Structural basis for amide hydrolysis catalyzed by the 43C9 antibody.
Thayer, M.M., Olender, E.H., Arvai, A.S., Koike, C.K., Canestrelli, I.L., Stewart, J.D., Benkovic, S.J., Getzoff, E.D., Roberts, V.A.(1999) J Mol Biol 291: 329-345
- PubMed: 10438624 
- DOI: https://doi.org/10.1006/jmbi.1999.2960
- Primary Citation of Related Structures:  
43C9, 43CA - PubMed Abstract: 
Among catalytic antibodies, the well-characterized antibody 43C9 is unique in its ability to catalyze the difficult, but desirable, reaction of selective amide hydrolysis. The crystallographic structures that we present here for the single-chain variable fragment of the 43C9 antibody, both with and without the bound product p -nitrophenol, strongly support and extend the structural and mechanistic information previously provided by a three-dimensional computational model, together with extensive biochemical, kinetics, and mutagenesis results. The structures reveal an unexpected extended beta-sheet conformation of the third complementarity determining region of the heavy chain, which may be coupled to the novel indole ring orientation of the adjacent Trp H103. This unusual conformation creates an antigen-binding site that is significantly deeper than predicted in the computational model, with a hydrophobic pocket that encloses the p -nitrophenol product.
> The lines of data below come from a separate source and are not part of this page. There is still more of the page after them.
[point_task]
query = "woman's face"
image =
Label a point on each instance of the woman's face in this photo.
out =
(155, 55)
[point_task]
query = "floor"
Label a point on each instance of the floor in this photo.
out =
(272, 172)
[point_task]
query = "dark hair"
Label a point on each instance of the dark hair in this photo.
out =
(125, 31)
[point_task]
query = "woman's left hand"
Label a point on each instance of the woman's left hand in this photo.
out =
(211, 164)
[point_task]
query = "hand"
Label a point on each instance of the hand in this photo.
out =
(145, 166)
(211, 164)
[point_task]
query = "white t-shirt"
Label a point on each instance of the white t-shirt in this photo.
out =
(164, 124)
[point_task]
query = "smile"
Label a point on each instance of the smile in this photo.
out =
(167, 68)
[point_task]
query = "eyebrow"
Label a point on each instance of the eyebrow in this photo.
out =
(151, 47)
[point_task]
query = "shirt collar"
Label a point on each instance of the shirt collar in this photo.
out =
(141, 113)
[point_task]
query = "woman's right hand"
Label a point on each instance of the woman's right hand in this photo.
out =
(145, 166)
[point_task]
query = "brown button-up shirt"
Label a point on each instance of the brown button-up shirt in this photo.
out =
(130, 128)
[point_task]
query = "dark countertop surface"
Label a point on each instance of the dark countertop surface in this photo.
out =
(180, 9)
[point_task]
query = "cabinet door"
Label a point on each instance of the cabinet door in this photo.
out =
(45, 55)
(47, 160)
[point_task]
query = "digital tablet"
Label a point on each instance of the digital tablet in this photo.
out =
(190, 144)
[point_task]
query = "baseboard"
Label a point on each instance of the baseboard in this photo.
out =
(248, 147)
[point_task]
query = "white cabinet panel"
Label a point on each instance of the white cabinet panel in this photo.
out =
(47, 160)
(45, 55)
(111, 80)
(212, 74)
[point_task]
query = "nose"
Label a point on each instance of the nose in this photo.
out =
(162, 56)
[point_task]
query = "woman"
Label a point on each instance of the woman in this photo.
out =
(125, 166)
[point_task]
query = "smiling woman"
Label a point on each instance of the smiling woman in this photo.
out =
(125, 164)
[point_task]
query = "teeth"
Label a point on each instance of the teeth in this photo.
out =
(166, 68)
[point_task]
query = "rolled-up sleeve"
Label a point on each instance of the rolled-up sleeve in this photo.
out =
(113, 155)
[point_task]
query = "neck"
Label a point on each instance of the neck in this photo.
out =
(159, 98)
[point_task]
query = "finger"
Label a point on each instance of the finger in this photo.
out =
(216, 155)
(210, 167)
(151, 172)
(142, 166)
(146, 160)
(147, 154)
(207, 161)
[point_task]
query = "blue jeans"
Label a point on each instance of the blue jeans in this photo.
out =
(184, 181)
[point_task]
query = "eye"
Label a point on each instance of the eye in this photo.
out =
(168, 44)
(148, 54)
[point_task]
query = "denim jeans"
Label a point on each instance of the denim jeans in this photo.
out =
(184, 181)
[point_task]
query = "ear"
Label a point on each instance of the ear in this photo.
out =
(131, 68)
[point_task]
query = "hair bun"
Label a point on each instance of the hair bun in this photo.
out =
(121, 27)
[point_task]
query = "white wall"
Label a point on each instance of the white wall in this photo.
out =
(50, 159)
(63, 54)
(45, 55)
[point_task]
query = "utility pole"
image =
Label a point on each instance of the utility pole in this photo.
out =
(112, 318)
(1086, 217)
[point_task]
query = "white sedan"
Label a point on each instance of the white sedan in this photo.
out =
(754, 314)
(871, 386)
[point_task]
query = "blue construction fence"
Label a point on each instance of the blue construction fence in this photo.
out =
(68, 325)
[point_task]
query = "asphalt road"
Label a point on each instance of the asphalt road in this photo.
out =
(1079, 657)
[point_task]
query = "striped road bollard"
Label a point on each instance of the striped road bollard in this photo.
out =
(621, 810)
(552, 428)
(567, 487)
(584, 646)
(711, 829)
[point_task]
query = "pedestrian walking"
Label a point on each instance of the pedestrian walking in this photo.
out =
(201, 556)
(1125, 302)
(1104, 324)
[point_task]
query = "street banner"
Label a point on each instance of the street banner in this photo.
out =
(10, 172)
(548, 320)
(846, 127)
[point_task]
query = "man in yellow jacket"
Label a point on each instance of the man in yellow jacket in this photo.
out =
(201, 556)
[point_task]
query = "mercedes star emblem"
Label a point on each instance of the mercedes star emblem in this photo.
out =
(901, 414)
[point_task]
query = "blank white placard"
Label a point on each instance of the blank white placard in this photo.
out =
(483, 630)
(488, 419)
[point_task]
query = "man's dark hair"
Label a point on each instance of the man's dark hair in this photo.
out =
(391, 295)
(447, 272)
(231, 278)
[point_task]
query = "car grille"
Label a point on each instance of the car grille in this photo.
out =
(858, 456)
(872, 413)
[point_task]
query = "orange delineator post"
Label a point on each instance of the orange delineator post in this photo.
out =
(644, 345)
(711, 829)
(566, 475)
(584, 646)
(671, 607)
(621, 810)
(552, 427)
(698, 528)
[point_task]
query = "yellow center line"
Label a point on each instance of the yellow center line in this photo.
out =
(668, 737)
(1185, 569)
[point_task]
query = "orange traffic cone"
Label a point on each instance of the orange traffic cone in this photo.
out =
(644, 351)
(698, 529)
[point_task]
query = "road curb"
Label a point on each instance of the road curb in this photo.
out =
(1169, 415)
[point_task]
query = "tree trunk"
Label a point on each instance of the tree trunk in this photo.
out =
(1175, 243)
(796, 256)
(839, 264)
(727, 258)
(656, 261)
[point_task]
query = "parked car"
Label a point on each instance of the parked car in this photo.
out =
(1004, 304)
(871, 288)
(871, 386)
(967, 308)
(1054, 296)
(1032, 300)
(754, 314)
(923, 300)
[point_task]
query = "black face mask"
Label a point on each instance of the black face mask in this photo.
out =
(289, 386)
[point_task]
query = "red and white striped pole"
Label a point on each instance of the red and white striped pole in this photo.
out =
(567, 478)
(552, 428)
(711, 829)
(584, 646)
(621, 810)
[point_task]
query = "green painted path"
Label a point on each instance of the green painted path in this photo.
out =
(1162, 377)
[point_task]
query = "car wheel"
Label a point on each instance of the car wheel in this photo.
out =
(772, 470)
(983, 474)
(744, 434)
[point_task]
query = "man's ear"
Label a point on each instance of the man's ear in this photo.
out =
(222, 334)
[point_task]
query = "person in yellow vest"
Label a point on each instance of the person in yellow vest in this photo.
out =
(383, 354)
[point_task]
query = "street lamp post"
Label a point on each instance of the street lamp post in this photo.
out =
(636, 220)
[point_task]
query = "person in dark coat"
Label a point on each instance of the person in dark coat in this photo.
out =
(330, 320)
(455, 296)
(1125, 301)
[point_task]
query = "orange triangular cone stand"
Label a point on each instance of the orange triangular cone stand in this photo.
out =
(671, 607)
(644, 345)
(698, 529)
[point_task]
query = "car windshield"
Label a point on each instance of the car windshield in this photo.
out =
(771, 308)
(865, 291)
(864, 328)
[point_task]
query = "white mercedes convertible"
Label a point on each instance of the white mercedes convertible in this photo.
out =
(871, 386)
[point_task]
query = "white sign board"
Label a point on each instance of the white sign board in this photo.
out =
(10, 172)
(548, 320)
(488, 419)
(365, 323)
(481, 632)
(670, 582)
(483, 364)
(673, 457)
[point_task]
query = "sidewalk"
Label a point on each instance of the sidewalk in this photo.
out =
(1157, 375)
Despite these differences, the previously proposed roles for Arg L96 in transition-state stabilization and for His L91 as the nucleophile that forms a covalent acyl-antibody intermediate are fully supported by the crystallographic structures. His L91 is now centered at the bottom of the antigen-binding site with the imidazole ring poised for nucleophilic attack. His L91, Arg L96, and the bound p -nitrophenol are linked into a hydrogen-bonding network by two well-ordered water molecules. These water molecules may mimic the positions of the phosphonamidate oxygen atoms of the antigen, which in turn mimic the transition state of the reaction. This network also contains His H35, suggesting that this residue may also stabilize the transition-states. A possible proton-transfer pathway from His L91 through two tyrosine residues may assist nucleophilic attack. Although transition-state stabilization is commonly observed in esterolytic antibodies, nucleophilic attack appears to be unique to 43C9 and accounts for the unusually high catalytic activity of this antibody.
Organizational Affiliation: 
Department of Molecular Biology, The Scripps Research Institute, La Jolla, CA, 92037, USA.